= Martin S. Flaherty =

American legal scholar

Martin S. Flaherty (born December 15, 1958) is a legal scholar and international human rights activist. Flaherty is a law professor in New York City and a longtime professor of international affairs at Princeton University. He has also pursued human rights advocacy with a range of organizations, including Human Rights First, the Leitner Center on International Law and Justice, the New York City Bar Association, and the UN, on human rights missions to Northern Ireland, Turkey, Hong Kong, China, Mexico, Kenya, Romania, and the United States, among others. His work focuses on the independence of lawyers and judges.

== Education and clerkships ==
Flaherty graduated from Delbarton School in Morristown, New Jersey, in 1977. He then entered Princeton University, where he received a B.A. and graduated summa cum laude in history (1981). Flaherty also attended Yale University, pursuing graduate studies in early American history under the guidance of Edmund. S. Morgan, and received an M.A. (1982) and M.Phil., with distinction (1987), in history. While at Yale, Flaherty spent a year at Trinity College Dublin on an ITT/Fulbright Fellowship. Flaherty also holds a J.D. (1988) from Columbia Law School, where he was Book Reviews and Articles Editor on the Columbia Law Review.

== Career ==
Flaherty is the Leitner Family Professor of International Human Rights Law in New York, where he is the Founding Co-Director (with Professor Tracy Higgins) of the Leitner Center for International Law and Justice.

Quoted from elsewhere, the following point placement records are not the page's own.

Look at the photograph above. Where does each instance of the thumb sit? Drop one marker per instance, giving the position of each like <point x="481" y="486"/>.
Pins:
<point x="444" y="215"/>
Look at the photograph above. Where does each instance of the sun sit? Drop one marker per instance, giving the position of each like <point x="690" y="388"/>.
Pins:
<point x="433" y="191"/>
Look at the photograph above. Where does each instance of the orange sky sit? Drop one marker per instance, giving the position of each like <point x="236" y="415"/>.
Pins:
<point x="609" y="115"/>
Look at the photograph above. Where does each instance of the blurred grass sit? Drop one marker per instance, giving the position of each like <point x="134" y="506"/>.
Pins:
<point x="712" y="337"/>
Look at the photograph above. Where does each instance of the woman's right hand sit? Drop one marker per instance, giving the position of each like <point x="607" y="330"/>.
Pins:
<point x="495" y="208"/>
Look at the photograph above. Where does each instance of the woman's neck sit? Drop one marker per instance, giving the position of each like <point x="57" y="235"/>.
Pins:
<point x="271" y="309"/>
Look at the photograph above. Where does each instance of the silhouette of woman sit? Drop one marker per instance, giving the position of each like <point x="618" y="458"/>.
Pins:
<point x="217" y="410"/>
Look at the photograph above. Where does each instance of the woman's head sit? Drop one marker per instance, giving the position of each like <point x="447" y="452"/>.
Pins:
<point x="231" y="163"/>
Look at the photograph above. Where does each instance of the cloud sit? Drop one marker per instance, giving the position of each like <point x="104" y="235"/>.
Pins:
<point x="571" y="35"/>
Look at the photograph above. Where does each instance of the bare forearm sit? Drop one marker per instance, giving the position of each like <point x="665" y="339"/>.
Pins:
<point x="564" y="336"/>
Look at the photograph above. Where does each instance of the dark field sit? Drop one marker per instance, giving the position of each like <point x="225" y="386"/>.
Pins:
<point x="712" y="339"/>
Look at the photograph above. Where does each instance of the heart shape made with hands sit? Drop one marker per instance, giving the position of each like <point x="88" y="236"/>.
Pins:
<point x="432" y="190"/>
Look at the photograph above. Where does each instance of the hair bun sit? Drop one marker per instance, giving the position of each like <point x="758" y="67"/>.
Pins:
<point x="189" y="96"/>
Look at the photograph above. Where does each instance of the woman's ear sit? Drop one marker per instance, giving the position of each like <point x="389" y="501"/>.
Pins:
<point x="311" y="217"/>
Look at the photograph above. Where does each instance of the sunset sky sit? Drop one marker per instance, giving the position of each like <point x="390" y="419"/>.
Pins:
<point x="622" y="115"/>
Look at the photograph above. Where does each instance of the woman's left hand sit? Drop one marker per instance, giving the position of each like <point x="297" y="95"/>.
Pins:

He is also a longtime Visiting Professor at the School of Public and International Affairs at Princeton. In addition, Flaherty has taught at Columbia Law School, Barnard College; China University of Law and Political Science and the National Judges College, both in Beijing; Queens University Belfast, Sungkyunkwan University, St. John’s School of Law, and New York Law School, among others.

=== Leitner Center ===
With Tracy Higgins, Flaherty in 1997 founded the Crowley Program in International Human rights, which ten years later expanded at the Leitner Center on International Law and Justice. Through the Leitner Center, Flaherty led numerous human rights investigations. The Leitner Center has become a human rights program network, encompassing the Crowley Program in International Human Rights, Asia Law and Justice Center, Sustainable Development Law Initiative, the Walter Leitner Human Rights Clinic, the International Law and Development in Africa Clinic, the Corporate Social Responsibility Program, the Vivian Leitner Global South LLM Student Program, and others.